Niccolò Ferracciu (Calangianus, 10 May 1815 – Rome, 2 March 1892) was an Italian lawyer and politician. He served as Minister of the Navy and Minister of Justice of the Kingdom of Italy.

==Biography==
Born in Calangianus on 10 May 1815 to Antonio Ferracciu and Lucia Mossa, Niccolò Ferracciu attended high school in Tempio Pausania. After graduating in Literature in Tempio he went to Sassari for university studies where he graduated in Law in 1836, soon becoming one of the most sought-after Sardinian lawyers, and in 1850 he was appointed professor of economics and commercial law. In 1848 he was elected as Divisional and Municipal Councilor of Sassari, while in 1851 he became President of the Divisional and then Provincial Council. Consequently to this position, following the granting of the Statuto Albertino in 1848, he was elected to the Subalpine Parliament for the constituency of Sassari on 15 January 1849.

In the Subalpine Parliament he sided with the left and immediately opposed the armistice of Novara, considering it an attack on the standing and honor of Italy.

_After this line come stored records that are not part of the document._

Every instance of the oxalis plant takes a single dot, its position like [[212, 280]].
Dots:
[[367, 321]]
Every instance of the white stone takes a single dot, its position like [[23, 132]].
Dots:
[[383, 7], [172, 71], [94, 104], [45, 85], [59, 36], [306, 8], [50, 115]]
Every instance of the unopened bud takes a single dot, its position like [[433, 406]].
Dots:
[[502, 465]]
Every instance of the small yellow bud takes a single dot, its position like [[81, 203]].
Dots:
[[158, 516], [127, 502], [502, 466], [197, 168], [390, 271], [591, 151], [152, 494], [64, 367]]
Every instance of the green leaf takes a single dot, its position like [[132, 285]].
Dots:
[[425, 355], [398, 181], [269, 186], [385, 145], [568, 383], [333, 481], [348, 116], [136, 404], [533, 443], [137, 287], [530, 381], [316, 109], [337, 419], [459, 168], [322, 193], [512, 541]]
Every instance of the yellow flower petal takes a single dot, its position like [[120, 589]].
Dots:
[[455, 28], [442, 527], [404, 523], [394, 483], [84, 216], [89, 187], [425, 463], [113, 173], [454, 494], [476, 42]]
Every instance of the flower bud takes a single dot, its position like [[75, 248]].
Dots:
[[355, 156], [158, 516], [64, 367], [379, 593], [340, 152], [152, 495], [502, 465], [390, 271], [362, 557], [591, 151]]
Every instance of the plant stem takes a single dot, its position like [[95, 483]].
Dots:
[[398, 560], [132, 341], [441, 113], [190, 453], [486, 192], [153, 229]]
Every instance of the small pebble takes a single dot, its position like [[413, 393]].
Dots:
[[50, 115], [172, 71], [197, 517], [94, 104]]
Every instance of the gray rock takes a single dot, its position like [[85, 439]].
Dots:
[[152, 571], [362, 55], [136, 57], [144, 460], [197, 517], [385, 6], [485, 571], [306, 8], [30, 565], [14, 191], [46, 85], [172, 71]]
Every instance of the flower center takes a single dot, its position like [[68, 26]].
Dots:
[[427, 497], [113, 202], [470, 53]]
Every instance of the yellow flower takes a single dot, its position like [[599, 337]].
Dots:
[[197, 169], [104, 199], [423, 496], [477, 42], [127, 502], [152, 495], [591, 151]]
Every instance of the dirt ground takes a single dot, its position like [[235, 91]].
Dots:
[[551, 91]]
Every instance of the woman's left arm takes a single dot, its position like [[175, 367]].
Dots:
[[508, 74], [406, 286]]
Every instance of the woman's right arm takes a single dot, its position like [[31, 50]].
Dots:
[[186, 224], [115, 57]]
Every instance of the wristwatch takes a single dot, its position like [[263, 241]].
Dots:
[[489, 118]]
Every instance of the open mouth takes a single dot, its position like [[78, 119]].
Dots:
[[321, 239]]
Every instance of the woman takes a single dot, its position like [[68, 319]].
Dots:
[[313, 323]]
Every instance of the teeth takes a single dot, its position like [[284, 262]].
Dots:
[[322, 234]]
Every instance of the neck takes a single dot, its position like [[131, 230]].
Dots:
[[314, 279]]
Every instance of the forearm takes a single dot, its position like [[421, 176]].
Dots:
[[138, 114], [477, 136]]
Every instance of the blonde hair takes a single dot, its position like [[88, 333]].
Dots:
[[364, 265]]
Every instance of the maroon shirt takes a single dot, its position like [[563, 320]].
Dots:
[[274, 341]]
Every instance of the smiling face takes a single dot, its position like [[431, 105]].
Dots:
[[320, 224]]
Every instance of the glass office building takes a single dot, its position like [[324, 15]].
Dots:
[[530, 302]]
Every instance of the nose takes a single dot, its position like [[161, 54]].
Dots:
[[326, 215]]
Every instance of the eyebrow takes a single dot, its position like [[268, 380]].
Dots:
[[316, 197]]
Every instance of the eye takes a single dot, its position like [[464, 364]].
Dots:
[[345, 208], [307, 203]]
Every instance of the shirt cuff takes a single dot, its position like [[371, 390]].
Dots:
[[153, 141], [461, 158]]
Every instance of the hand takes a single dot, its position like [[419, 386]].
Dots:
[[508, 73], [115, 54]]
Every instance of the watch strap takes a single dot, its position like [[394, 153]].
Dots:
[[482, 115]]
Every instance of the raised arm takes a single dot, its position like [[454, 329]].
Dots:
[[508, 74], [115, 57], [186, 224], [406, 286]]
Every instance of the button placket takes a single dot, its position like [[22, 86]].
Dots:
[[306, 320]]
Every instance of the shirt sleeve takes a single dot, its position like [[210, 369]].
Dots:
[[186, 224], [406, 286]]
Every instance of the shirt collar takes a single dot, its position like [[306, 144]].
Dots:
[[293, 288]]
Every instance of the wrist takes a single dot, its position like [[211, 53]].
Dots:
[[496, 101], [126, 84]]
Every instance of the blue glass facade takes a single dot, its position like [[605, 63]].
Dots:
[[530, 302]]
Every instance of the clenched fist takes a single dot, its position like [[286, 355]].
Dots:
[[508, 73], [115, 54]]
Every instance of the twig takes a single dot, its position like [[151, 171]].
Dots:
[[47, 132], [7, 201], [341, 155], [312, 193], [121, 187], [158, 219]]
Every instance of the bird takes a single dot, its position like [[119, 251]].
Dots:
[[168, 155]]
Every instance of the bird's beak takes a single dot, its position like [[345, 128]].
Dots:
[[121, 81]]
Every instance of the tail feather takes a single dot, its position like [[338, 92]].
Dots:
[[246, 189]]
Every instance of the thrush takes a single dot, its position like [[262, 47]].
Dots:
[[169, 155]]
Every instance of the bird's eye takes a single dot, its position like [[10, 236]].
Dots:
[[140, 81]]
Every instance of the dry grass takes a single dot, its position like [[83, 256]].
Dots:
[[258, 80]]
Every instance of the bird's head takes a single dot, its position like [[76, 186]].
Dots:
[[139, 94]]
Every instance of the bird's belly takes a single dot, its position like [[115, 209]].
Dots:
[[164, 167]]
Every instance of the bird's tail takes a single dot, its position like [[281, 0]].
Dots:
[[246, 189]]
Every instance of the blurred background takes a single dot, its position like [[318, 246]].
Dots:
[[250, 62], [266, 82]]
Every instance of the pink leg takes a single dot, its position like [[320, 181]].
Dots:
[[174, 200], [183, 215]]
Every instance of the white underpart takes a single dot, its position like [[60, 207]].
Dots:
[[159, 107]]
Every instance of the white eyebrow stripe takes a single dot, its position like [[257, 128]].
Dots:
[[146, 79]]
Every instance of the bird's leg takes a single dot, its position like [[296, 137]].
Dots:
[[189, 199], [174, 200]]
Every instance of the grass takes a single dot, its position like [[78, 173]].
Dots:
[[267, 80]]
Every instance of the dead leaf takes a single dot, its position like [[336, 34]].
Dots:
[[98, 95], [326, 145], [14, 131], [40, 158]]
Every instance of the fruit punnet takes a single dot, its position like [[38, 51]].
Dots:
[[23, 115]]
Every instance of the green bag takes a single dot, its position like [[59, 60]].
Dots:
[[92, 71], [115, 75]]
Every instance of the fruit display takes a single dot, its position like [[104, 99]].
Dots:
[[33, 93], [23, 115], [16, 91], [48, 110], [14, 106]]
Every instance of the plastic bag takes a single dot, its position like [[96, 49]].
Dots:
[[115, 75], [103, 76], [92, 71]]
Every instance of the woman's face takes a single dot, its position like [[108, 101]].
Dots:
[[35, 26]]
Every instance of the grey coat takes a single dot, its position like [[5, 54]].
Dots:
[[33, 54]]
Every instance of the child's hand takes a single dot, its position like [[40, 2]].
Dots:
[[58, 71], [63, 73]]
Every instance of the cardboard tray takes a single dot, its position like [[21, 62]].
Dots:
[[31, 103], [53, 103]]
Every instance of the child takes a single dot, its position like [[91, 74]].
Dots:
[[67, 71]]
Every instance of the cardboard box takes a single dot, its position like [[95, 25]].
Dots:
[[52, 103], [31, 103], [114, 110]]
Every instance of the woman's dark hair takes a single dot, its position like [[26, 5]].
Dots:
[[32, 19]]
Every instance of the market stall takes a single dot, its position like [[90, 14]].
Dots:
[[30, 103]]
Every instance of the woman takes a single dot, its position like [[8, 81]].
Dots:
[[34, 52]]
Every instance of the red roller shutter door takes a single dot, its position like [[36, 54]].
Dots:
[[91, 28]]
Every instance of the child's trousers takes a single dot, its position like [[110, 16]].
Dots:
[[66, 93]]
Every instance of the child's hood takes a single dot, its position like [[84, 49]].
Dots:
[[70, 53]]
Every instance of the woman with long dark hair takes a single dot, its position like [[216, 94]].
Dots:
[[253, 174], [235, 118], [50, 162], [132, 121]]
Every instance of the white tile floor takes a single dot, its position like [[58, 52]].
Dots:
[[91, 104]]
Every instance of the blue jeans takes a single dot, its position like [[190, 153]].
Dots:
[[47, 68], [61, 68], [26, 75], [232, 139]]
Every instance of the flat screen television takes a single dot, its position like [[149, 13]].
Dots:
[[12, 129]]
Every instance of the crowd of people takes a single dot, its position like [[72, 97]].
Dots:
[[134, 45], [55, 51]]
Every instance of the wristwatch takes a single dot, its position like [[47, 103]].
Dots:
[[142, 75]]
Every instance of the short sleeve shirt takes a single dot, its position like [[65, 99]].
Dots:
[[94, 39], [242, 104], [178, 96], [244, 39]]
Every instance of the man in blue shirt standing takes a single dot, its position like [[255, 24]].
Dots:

In 1852 he took the side of the Chamber against the state of siege decreed by the government in the province of Sassari, while in 1855 when cholera broke out in the city he distinguished himself in his constant activity aimed at combating the epidemic.

In 1860 he took a stand against the cession of Nice and Savoy to France. During his years in politics he was secretary and member of several parliamentary committees and committees, participating in all the legislatures first of the Sardinian Kingdom, then of the young Kingdom of Italy.

In 1861 he commanded the battalion of the national guard of Sassari. Thanks to the good relations established with the local people he was elected as their deputy in the XI legislature. In Parliament he sided with the moderate Left. When in 1865 Giovanni Lanza invited him to take the Ministry of Public Education, he refused as he did not consider it right for him to serve in that government. Vice President of the Chamber from 1871 to 1874 and again from 1891 to 1892, Ferracciu eventually held various government positions, first as Minister of the Navy (1878–1879) and then as Ministr of Justice (March - November 1884), both under Depretis governments. Ferracciu remained in Parliament after his ministerial career was over and died during his last mandate, on 2 March 1892, in Rome, aged 76.